Is residential property there for people to live in? Or for amassing as many investment properties as you can like a game of Monopoly?

By Andrew Zbik

Australia has a choice to make when it comes to home ownership; Is residential property there for people to live in or, like a game of Monopoly?

If you believe in the latter, there is nothing that needs to be changed.

An individual investor who earns an income of $120,000 per annum who buys an investment property today valued at $700,000 will receive a tax refund of $12,685.

It will cost that investor $21 per week to own that investment property after rent, expenses and tax benefits.

If that same $700,000 property was purchased by a first home buyer who paid a ten per cent deposit, the weekly home loan principle and interest repayments would be $1,050, Or $810 based on an interest only loan.

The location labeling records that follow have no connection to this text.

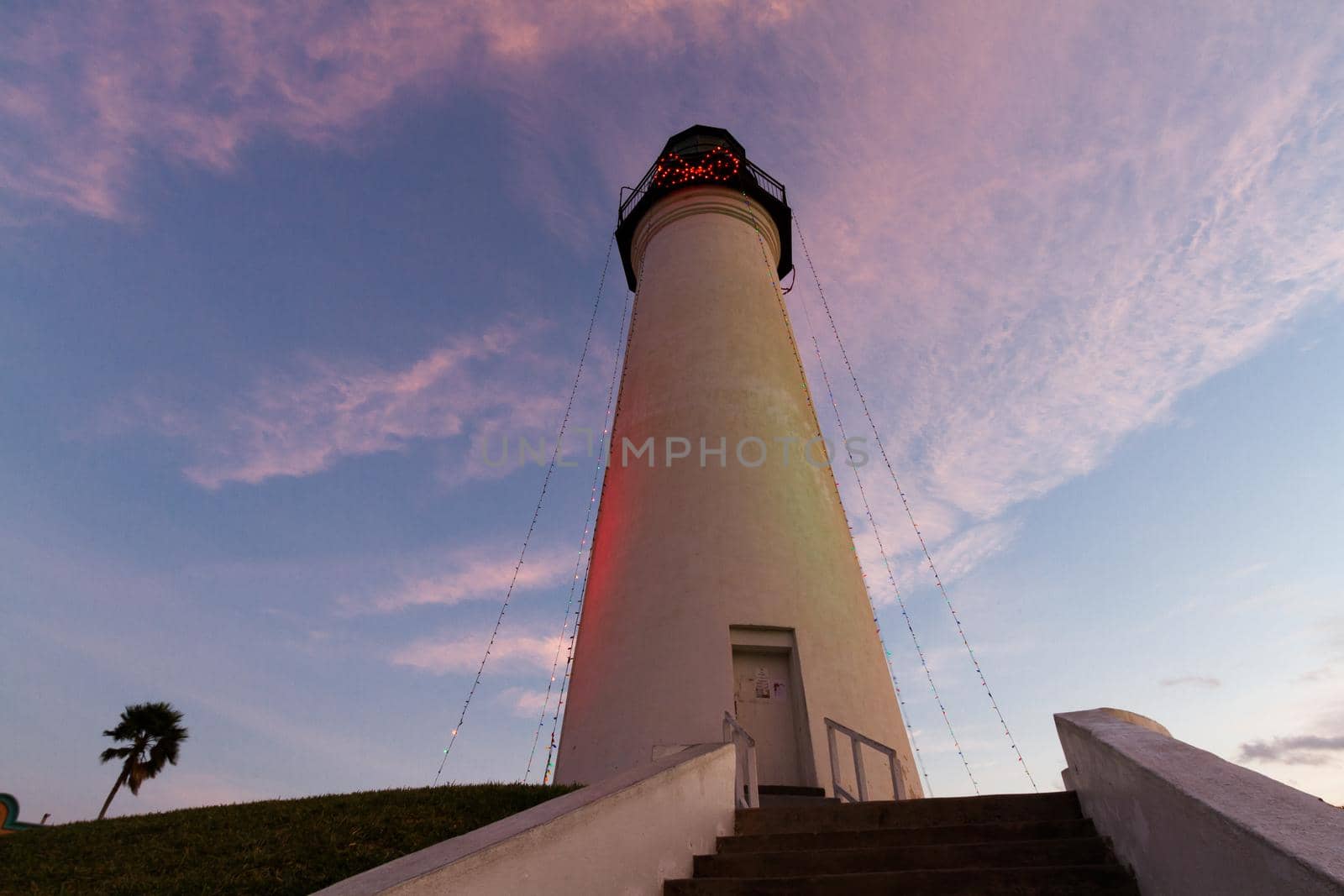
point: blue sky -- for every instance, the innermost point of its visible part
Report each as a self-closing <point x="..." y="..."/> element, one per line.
<point x="269" y="280"/>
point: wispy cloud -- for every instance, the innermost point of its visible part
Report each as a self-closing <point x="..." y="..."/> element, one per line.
<point x="1032" y="258"/>
<point x="89" y="93"/>
<point x="463" y="653"/>
<point x="470" y="574"/>
<point x="1303" y="750"/>
<point x="304" y="421"/>
<point x="1198" y="681"/>
<point x="524" y="703"/>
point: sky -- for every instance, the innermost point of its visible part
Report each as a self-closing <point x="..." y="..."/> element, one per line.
<point x="272" y="277"/>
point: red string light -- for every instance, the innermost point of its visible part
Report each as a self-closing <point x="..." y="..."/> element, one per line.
<point x="717" y="165"/>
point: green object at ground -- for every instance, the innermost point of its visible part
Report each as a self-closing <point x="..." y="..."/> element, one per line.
<point x="273" y="846"/>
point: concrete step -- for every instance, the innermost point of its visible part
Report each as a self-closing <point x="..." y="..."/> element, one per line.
<point x="1084" y="851"/>
<point x="793" y="795"/>
<point x="991" y="832"/>
<point x="909" y="813"/>
<point x="1073" y="880"/>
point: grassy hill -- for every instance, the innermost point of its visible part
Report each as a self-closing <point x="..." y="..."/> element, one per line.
<point x="273" y="846"/>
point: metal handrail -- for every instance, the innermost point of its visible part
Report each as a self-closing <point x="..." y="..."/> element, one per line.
<point x="745" y="788"/>
<point x="860" y="778"/>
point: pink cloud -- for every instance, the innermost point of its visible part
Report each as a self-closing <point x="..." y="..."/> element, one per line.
<point x="1038" y="231"/>
<point x="463" y="653"/>
<point x="472" y="575"/>
<point x="302" y="421"/>
<point x="93" y="90"/>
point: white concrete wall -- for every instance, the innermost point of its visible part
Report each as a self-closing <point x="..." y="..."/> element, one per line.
<point x="620" y="836"/>
<point x="685" y="553"/>
<point x="1191" y="822"/>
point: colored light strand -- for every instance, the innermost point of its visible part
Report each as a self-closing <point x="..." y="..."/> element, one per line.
<point x="578" y="562"/>
<point x="905" y="503"/>
<point x="624" y="362"/>
<point x="717" y="165"/>
<point x="905" y="716"/>
<point x="537" y="511"/>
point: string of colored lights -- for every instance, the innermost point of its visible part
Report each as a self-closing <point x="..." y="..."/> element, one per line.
<point x="882" y="641"/>
<point x="905" y="501"/>
<point x="584" y="543"/>
<point x="537" y="511"/>
<point x="613" y="389"/>
<point x="716" y="165"/>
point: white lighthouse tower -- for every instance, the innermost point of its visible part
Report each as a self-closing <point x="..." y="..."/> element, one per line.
<point x="723" y="577"/>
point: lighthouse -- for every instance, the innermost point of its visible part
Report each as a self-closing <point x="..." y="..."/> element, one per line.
<point x="723" y="577"/>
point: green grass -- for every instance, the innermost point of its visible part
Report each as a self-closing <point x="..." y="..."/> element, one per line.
<point x="273" y="846"/>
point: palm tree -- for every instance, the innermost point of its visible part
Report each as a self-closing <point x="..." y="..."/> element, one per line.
<point x="155" y="734"/>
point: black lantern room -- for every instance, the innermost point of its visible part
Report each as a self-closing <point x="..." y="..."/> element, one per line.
<point x="698" y="156"/>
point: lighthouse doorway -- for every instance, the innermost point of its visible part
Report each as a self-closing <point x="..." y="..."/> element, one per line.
<point x="768" y="705"/>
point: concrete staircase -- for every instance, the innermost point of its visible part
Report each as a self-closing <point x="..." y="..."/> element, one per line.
<point x="1021" y="844"/>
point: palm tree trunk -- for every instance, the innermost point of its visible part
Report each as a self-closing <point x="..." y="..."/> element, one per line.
<point x="121" y="779"/>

As you can see, the current tax system serves real-life Monopoly very nicely.

Ilan Wiesel, Lecturer in Urban Geography at the University of Melbourne succinctly summarised the current situation of how Australians live in their home is divided now by social status:

The renting class

These are the Australians who are confined to renting and cannot afford to buy a home.

The proportion of private renters in the total population is slowly but surely increasing – from 20.3 per cent in 1981 to 23.4 per cent in 2011.

The average renter paid 19 per cent of their income on rent in 1981.

In 2011, this proportion increased to 26.9 per cent.

In 2014, around 40 per cent of low-income private renters were in housing affordability stress, paying more than one-third of their income on housing.

The home owner class

Home ownership is the main way many Australians have built their wealth.

As property prices have skyrocketed, many Australians are struggling now to save a deposit to buy a home to live in.

Without this capital gains tax-free asset to help grow wealth and leverage from it, this is where we are starting to see a divergence in wealth between those who can own their own home and those who cannot.

The housing elite

These are the people who have been rewarded by the housing boom well beyond the capital gain on their own homes.

Much wealth of Australia’s elite has been generated through the property market – through investment, construction and financing of housing.

So, what can we do to make housing affordable again in Australia?

Reforms to negative gearing will make home ownership more affordable.

Our tax system heavily favours property investors over home owners.

The proposed reforms to negative gearing would incentivise investors to focus on building new housing.

This in turn will help to create new housing supply, and reduce competition from investors for first home buyers when buying an already established home.

The ability of Australians to be able to buy their own home is the first crucial step in creating wealth over the long-term.

We need to make some policy changes in Australia to ensure future generations can buy their own home.